We also frequently find that clients don’t fully understand unit profitability and/or they don’t have very clear financials so they can’t make quick decisions.  The lack of data often limits company growth and gives no clear answers to questions like:  How many employees should I hire?  What’s the projected profitability by third quarter if we hit a certain sales number?  What resources would we need if we scale and who do we hire when we hire that person?  The financials directly affect real business issues and decision making.

3. Use an actual ledger-based accounting software like QuickBooks online or Xero, don’t try to put all your numbers in a spreadsheet.  

Different software packages are right for different kinds of businesses.  These systems can go a long way in ensuring that accounting and invoicing procedures are scalable and serious revenues don’t get missed.

4. Store all your data in one centralized location and document your processes.

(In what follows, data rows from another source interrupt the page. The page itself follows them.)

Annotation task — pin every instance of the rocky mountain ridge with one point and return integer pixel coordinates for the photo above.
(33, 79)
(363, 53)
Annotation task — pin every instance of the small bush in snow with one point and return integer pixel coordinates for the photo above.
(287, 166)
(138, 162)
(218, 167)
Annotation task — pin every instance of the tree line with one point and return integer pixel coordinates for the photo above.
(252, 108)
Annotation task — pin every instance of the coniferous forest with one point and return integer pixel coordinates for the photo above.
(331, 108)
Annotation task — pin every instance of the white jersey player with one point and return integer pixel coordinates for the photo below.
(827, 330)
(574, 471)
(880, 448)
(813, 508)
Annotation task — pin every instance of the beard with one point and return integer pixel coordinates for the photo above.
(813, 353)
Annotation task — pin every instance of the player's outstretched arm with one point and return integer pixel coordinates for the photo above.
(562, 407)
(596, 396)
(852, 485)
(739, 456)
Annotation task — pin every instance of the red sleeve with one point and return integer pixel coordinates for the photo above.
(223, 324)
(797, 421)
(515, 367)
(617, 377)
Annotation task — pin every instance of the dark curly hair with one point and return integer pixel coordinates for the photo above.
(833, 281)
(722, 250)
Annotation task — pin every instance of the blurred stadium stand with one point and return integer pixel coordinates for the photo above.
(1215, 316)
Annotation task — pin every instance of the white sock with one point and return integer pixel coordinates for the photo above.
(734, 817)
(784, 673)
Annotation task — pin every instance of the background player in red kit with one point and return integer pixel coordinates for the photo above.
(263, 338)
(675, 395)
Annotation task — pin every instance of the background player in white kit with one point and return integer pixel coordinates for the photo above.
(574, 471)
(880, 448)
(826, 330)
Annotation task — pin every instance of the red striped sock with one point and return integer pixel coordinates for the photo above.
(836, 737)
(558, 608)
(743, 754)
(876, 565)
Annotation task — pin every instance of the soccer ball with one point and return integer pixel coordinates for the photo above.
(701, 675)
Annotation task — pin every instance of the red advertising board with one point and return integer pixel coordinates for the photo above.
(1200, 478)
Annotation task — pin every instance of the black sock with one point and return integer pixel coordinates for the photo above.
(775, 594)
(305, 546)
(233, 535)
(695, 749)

Invoices should be stored in one centralized cloud location.  Don’t rely on paper.  Document all your processes so procedures like how to invoice a customer can be shared with new employees as your company grows.  Steps to consider in the process are:  How do you receive payment?  How do you make note of that payment?  If you’re really building something that will scale, you’re not going to be the only one doing it.  A lot of startups only have one person that knows how to do the billing, and they haven’t written it down, so if someone was handed that task they wouldn’t be able to do it.  

5. Examine what the compliance issues are for your industry.  

Oftentimes we work with a company that’s experiencing rapid growth, they’ve raised a lot of capital, and what comes back to haunt them are compliance issues.  For instance, it’s important to make sure you are compliant with all local and state tax laws, or human resource rules and hiring requirements.  Other common compliance issues are ensuring your company is compliant with contractor versus employee rules, medical leave, as well as paternal and maternal leave.

6. Hire the right skill sets to offset your company’s weaknesses.  

When you’re making your first hires, you want to hire people with skill sets that offset your weaknesses to create a strong and balanced team.  It’s important to A) establish a formal human resources roadmap of all expected hires over the short-term and long-term; B) create detailed descriptions of each role and its purpose; C) establish metrics for success for people hired within each role; and D) implement an objective hiring process that includes skills-based testing, leadership potential assessment, and other role specific testing criteria.  With this in place, employees will fully understand the responsibilities of their role and growth opportunities as the company scales.